1948 / 1951 · Information Theory

Entropy & the Guessing Game

How many bits of surprise is a letter of English actually worth?

How it works

Entropy measures the average number of yes/no questions (bits) it takes to pin down a value drawn from some distribution. A coin flip is 1 bit — one well-chosen question resolves it. A fair six-sided die is log2(6) ≈ 2.58 bits. Claude Shannon's 1948 formula:

H  =  − Σ p(x) · log2( p(x) )

Applied to English: if you had to guess the next letter of a sonnet, how many bits of uncertainty are you facing? The answer shrinks the more of the preceding text you're allowed to see. Zero-order entropy uses only overall letter frequency; first-order uses the one character before — after "q", "u" is nearly certain. This is exactly the assumption a bigram Markov chain makes, restated as an amount of uncertainty rather than a lookup table.

order 0 (no context)
4.071 bits
order 1 (prev. char)
3.263 bits
order 2 (prev. 2 chars)
2.556 bits

Real entropy over Shakespeare's 154 sonnets (90,380 characters, 27-symbol alphabet: a–z + space).

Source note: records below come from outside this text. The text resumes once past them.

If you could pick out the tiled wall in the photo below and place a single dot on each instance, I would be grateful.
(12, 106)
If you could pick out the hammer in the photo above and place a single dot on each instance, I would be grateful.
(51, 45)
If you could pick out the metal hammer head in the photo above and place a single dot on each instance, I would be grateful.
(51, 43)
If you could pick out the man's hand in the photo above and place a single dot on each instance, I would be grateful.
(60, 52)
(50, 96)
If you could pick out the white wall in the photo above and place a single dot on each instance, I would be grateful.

Each extra character of context recovers real bits: 0.808 saved by knowing one previous letter, another 0.706 by knowing two. 2H converts entropy into an "effective number of choices" — 16.8 at order 0, down to 9.6 at order 1 — the same move neural-lm/'s perplexity makes, one level up at the word.

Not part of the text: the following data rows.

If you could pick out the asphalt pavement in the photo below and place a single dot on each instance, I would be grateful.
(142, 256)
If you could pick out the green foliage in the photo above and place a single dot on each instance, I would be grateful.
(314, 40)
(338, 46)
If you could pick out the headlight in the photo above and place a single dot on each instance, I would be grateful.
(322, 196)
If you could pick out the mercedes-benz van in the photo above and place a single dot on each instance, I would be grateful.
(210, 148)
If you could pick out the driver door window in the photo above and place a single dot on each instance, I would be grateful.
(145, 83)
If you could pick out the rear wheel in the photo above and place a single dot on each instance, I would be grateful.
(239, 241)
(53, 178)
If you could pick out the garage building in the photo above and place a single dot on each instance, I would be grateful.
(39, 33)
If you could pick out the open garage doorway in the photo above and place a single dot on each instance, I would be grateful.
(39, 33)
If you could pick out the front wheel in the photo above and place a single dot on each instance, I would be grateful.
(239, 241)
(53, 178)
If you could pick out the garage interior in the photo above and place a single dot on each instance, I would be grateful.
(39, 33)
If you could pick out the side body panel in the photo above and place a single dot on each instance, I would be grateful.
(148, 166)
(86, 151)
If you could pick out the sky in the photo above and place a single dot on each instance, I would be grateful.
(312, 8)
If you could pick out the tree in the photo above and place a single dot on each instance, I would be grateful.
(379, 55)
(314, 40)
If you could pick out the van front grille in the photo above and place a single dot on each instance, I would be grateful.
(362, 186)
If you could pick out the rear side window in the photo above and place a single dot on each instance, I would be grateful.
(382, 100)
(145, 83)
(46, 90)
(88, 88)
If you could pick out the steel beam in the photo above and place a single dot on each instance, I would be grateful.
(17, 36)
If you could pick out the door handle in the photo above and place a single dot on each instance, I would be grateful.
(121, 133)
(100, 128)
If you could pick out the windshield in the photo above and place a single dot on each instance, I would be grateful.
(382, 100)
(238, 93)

Try it: cover the line, guess the letter

Shannon's 1951 guessing game, on a real line
Loading the corpus…

Where it falls short

Entropy from finite text is optimistic. The order-2 table behind this page has only 430 distinct two-character contexts drawn from 90,380 characters — some seen once or twice, so their measured "uncertainty" is artificially low. Treat higher-order numbers as lower bounds, not precise measurements.

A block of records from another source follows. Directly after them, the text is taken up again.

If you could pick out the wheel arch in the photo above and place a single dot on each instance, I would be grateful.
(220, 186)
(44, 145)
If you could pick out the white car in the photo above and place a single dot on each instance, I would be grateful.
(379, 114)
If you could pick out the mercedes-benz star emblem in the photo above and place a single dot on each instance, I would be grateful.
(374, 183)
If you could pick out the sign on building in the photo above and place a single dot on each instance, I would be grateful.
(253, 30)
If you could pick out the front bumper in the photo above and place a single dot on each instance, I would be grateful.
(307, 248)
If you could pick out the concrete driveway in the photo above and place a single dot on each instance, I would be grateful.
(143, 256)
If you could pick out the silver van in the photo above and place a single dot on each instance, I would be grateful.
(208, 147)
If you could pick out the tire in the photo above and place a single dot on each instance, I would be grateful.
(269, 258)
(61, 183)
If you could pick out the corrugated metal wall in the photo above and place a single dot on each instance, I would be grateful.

Character entropy isn't meaning. Bits per character measure how compressible the symbol stream is, not whether the text makes sense. A model can have excellent (low) entropy while generating grammatical nonsense.

This uses a perfect frequency table, not a human. Shannon's original 1951 experiment used real human guessers and derived formal entropy bounds from their guess-rank distribution. This demo substitutes an exhaustive count for the human — simpler to reproduce, but a different estimator with different numbers.